Le secteur bancaire européen attire aujourd’hui une attention renouvelée, et ce n’est pas un hasard. Depuis près de vingt trimestres, les banques européennes surperforment le marché. Après plus de quinze années de « reconstruction » – marquées par un renforcement massif des fonds propres, une réduction significative des risques et une transformation vers des modèles plus sobres – le secteur récolte enfin les fruits de cette discipline.
Qu’est-ce qui a enclenché cette dynamique de surperformance ?
La transformation s’est jouée en deux temps.
1. 2014–2021 : l’ère des taux négatifs et du nettoyage des bilan
Pendant près de huit ans, les taux négatifs ont exercé une pression considérable sur les revenus nets d’intérêt des banques (en moyenne une perte de 40%). Pour survivre, elles ont drastiquement réduit leurs coûts et assaini leurs bilans opérationnels.
2. Depuis 2022 : la remontée des taux
Lorsque les taux se sont redressés, les banques européennes étaient déjà assises sur des bilans assainis. Résultat : chaque hausse de taux s’est traduite par une amélioration sensible et continue du bénéfice par action.
Aujourd’hui, la qualité des actifs bancaires est bien meilleure qu’auparavant ?
Le ratio de prêts non performants s’établit autour de 2 % à l’échelle du secteur, un niveau historiquement bas. Les banques européennes ont conservé la plupart des provisions de précautions imposées sous le Covid. Les coussins de provisions demeurent ainsi élevés, renforçant la résilience face aux chocs éventuels et par là, la confiance des investisseurs.
Enfin, depuis la mise en œuvre des différentes réformes réglementaires depuis 2008, les banques ne peuvent plus prendre le même risque.
Au-delà du renforcement des fonds propres et de l’amélioration de la qualité des actifs, un autre point significatif a résidé dans la réduction des coûts opérationnels…
Les banques européennes ont effectivement très bien su contenir les coûts et opèrent avec des cost/income ratios en amélioration continue. C’est le cas, par exemple, de Société Générale, dont le cost/income ratio est passé de plus 70% à moins de 65% aujourd'hui.
Toutes les banques n’ont pas profité de la même manière de la remontée des taux.
Effectivement, toutes les banques n’ont pas profité de la même manière de ce nouvel environnement
• Celles fortement sensibles aux taux (forte base de dépôts, faible rémunération reversée), souvent situées en Europe du Sud (Italie, Espagne, Portugal, Grèce) et en Irlande, ont vu leur rentabilité bondir.

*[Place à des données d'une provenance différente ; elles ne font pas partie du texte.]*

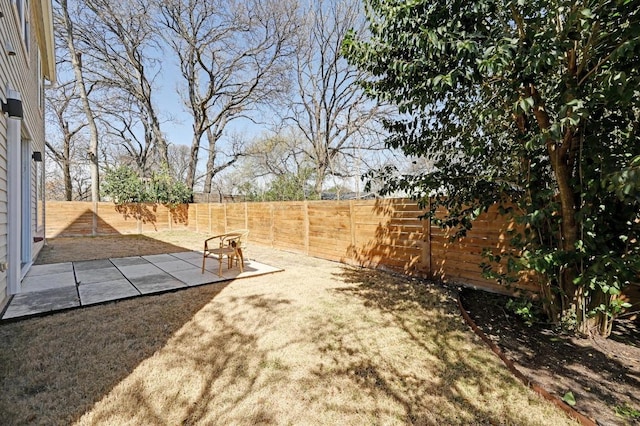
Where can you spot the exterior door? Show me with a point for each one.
(26, 184)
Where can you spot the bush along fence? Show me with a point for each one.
(374, 233)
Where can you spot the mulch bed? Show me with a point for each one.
(602, 374)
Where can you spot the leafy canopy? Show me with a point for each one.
(531, 104)
(124, 185)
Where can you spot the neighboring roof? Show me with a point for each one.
(43, 26)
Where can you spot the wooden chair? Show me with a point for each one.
(229, 244)
(240, 244)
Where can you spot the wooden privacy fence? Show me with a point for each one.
(375, 233)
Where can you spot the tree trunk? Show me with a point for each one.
(208, 178)
(193, 160)
(76, 62)
(572, 301)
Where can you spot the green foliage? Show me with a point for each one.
(569, 398)
(124, 185)
(525, 309)
(163, 188)
(285, 187)
(627, 412)
(532, 105)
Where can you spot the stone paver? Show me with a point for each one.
(136, 271)
(106, 291)
(148, 284)
(175, 265)
(47, 282)
(55, 299)
(98, 275)
(194, 276)
(159, 258)
(55, 268)
(55, 287)
(128, 261)
(88, 265)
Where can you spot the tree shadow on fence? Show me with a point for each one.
(398, 242)
(146, 213)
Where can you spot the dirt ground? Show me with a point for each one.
(602, 374)
(319, 343)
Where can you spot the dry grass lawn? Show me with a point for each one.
(317, 344)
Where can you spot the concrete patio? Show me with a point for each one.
(68, 285)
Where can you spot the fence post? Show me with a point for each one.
(352, 224)
(306, 227)
(425, 261)
(94, 218)
(272, 224)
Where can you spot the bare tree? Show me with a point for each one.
(63, 20)
(331, 112)
(63, 113)
(120, 42)
(231, 58)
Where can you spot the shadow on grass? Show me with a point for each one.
(56, 368)
(200, 357)
(210, 366)
(459, 376)
(601, 373)
(65, 249)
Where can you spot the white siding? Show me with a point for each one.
(19, 72)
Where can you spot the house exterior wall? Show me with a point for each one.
(23, 72)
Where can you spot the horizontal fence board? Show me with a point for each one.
(383, 233)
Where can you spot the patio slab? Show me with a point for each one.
(47, 282)
(26, 304)
(193, 257)
(136, 271)
(194, 276)
(48, 288)
(88, 265)
(98, 275)
(175, 265)
(128, 261)
(159, 258)
(55, 268)
(148, 284)
(106, 291)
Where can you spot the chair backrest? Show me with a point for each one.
(243, 235)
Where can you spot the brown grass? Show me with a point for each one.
(320, 343)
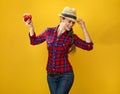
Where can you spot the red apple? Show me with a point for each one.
(27, 17)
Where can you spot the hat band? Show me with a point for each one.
(70, 16)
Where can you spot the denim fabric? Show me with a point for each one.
(61, 83)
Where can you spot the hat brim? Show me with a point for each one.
(74, 20)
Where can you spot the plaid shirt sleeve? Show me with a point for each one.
(34, 40)
(82, 44)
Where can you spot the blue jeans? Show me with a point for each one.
(60, 83)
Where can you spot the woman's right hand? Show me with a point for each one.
(28, 21)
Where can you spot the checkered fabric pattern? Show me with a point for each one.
(58, 47)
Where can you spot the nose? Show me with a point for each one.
(72, 23)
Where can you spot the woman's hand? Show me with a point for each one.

• En revanche, dans les pays où l’épargne est plus réglementée, comme en France, l’effet positif a été plus modéré.
Le niveau actuel des taux constitue selon vous un « sweet spot » ?
Un environnement de taux autour de 2 %, sur les maturités de 1 à 5 ans et des taux plus élevés sur les maturités de 5 à 10 ans, est idéal pour les banques :
• assez élevé pour préserver la marge nette d’intérêt sur dépôts ;
• pas trop élevé pour ne pas freiner le crédit (consommation, entreprises)

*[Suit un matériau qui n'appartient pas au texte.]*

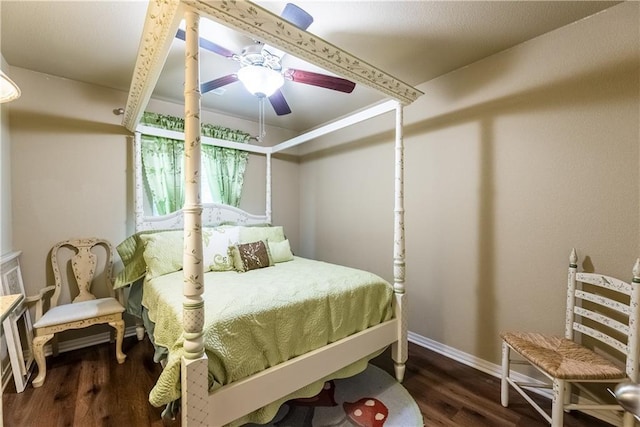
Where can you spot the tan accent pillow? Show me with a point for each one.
(250, 256)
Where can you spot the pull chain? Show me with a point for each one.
(261, 126)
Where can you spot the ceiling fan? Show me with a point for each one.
(261, 69)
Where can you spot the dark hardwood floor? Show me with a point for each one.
(88, 388)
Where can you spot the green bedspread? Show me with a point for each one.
(257, 319)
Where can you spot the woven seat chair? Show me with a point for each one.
(601, 307)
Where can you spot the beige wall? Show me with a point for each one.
(510, 162)
(6, 235)
(71, 169)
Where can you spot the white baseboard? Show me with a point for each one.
(87, 341)
(496, 371)
(70, 345)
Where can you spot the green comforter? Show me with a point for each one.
(257, 319)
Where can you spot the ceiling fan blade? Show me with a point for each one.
(219, 82)
(206, 44)
(297, 16)
(279, 104)
(321, 80)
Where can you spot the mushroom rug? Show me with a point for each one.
(370, 399)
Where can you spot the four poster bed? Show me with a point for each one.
(220, 381)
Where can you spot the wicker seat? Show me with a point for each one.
(602, 307)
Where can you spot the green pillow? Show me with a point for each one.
(131, 252)
(280, 251)
(163, 252)
(215, 247)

L’orientation budgétaire plus expansive en Europe, notamment en Allemagne, a aussi joué un rôle majeur ?
En s’éloignant de l’austérité stricte, les autorités allemandes ont notamment contribué à ce que les taux à 5–10 ans soient plus élevés. Une courbe de taux pentue est un environnement très positif pour les banques. Ce qui est très difficile à gérer pour les banques c’est une courbe plate. La pentification permet de faire plus de transformation : prêter un peu plus long avec des taux plus élevés et refinancer un peu plus court notamment toutes les couvertures sur les stocks de prêts aux particuliers.
Malgré sa normalisation, le secteur reste attractif ?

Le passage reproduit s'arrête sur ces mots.